Audi F103
Nach der Vorstellung des F102 war bei DKW die Enttäuschung über mangelnde Nachfrage nach dem neuen revolutionären Modell groß. Obwohl das Fahrzeug technisch und gestalterisch zukunftsweisend war, konnte man den Kunden das Zweitaktprinzip nicht mehr schmackhaft machen.

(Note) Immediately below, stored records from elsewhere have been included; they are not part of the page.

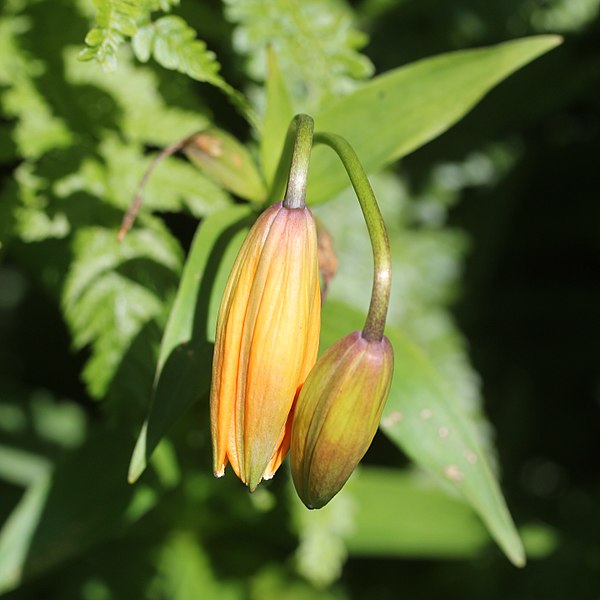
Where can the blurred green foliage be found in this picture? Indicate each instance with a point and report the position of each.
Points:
(84, 320)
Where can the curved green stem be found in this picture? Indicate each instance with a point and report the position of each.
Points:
(294, 160)
(382, 275)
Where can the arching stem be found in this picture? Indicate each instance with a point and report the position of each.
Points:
(294, 160)
(382, 276)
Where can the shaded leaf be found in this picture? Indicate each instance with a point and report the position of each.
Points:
(222, 157)
(60, 515)
(113, 290)
(277, 117)
(184, 364)
(397, 513)
(117, 20)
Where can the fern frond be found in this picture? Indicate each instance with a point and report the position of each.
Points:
(315, 42)
(175, 46)
(117, 20)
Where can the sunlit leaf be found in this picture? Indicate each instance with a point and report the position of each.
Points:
(399, 111)
(422, 418)
(315, 41)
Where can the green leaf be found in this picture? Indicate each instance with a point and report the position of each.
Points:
(278, 114)
(185, 572)
(184, 364)
(113, 291)
(315, 41)
(84, 500)
(223, 158)
(399, 111)
(141, 112)
(418, 303)
(18, 532)
(423, 419)
(175, 47)
(117, 20)
(397, 513)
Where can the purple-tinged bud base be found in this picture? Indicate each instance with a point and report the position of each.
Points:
(337, 415)
(266, 343)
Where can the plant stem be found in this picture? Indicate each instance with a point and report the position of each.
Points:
(373, 329)
(294, 160)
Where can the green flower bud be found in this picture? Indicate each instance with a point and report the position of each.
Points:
(337, 415)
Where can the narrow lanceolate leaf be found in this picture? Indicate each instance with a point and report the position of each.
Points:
(184, 363)
(424, 421)
(278, 114)
(399, 111)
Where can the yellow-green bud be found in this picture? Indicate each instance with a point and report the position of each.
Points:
(337, 415)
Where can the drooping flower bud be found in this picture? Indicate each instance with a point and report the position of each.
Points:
(337, 415)
(266, 343)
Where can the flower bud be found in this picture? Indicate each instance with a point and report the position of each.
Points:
(266, 343)
(337, 415)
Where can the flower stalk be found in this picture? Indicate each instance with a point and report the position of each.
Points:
(373, 329)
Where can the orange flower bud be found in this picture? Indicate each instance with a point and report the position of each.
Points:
(337, 415)
(266, 343)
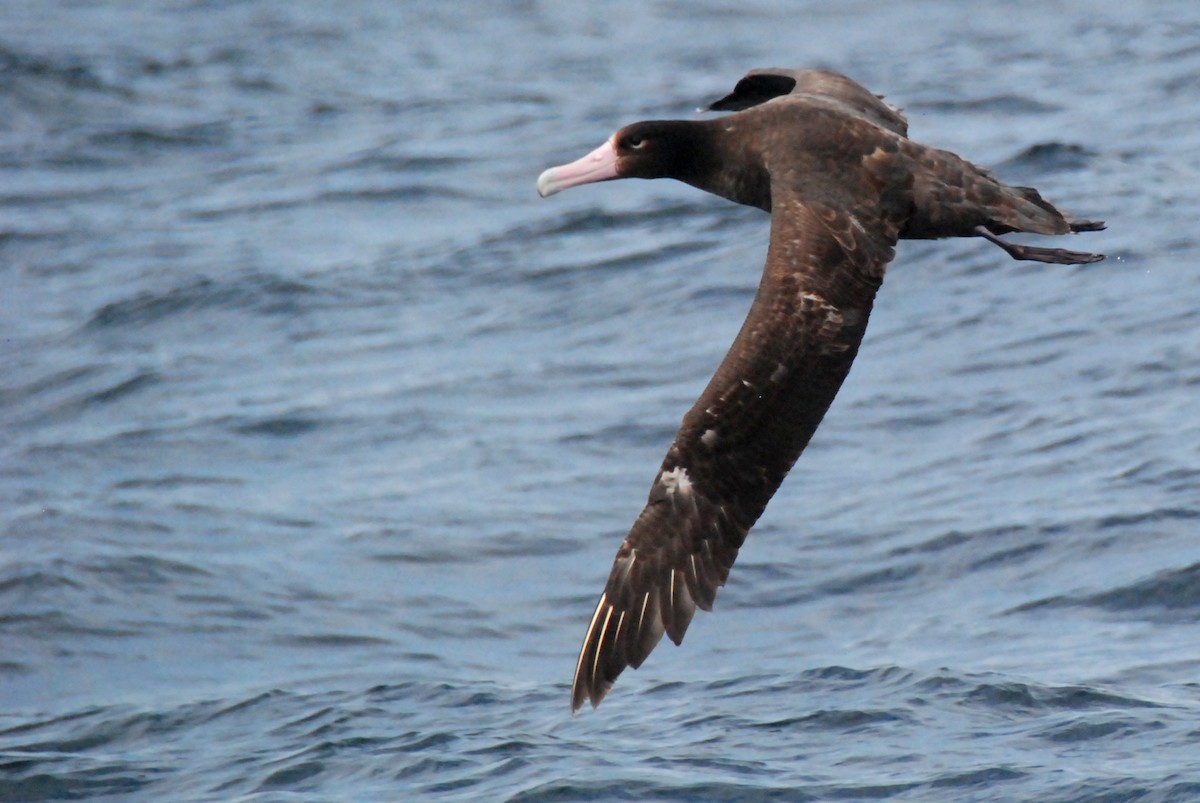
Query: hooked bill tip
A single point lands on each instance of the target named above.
(598, 166)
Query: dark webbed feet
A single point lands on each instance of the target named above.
(1054, 256)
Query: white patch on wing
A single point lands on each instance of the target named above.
(676, 480)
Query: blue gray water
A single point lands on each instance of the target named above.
(319, 430)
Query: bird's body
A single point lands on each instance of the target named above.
(843, 183)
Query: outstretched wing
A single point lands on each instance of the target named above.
(738, 442)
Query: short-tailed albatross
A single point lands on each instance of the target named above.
(834, 167)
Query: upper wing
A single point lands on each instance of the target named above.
(761, 85)
(741, 438)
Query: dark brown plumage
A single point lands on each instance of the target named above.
(843, 183)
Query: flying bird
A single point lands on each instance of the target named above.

Bei Daimler-Benz , seit 1958 Besitzer der Auto Union , hatte man einen neuentwickelten Motor im Regal. Der zeichnet sich unter anderem durch eine höhere Verdichtung als die Aggregate der zeitgenössischen Konkurrenz aus. Sein Wert von etwa 11:1 liegt zwischen der damals üblichen Verdichtung von Otto – (ca. 8:1) und Dieselmotoren (ca. 18:1). Idealerweise sollte sich dadurch ein deutlich höherer Wirkungsgrad ergeben, also höhere Leistung und bessere Wirtschaftlichkeit. Im Volksmund erhielt der Motor bald den Namen Mitteldruckmotor. Man entschloss sich, diesen Motor in den glücklosen DKW F102 einzubauen.
Da der Mitteldruck-Vierzylinder länger ist als der DKW-Dreizylinder-Zweitakter, musste der Vorderwagen verlängert und der Kühler seitlich versetzt eingebaut werden. Das Fahrwerk des F102 blieb dabei unverändert: vorne doppelte Dreieckslenker mit längs liegenden Torsionsstäben, hinten sorgt eine Starrachse mit in der Achse liegenden Torsionsfedern für präzise Führung. Die vorderen Scheibenbremsen liegen direkt neben dem Getriebe, was den Vorteil geringer gefederter Massen hat – die braucht es, denn wegen des schweren Motors weit vor der Vorderachse geriet der Wagen extrem kopflastig. Als Fronttriebler benötigt er keinen Kardantunnel, der Innenboden ist durchgehend glattflächig.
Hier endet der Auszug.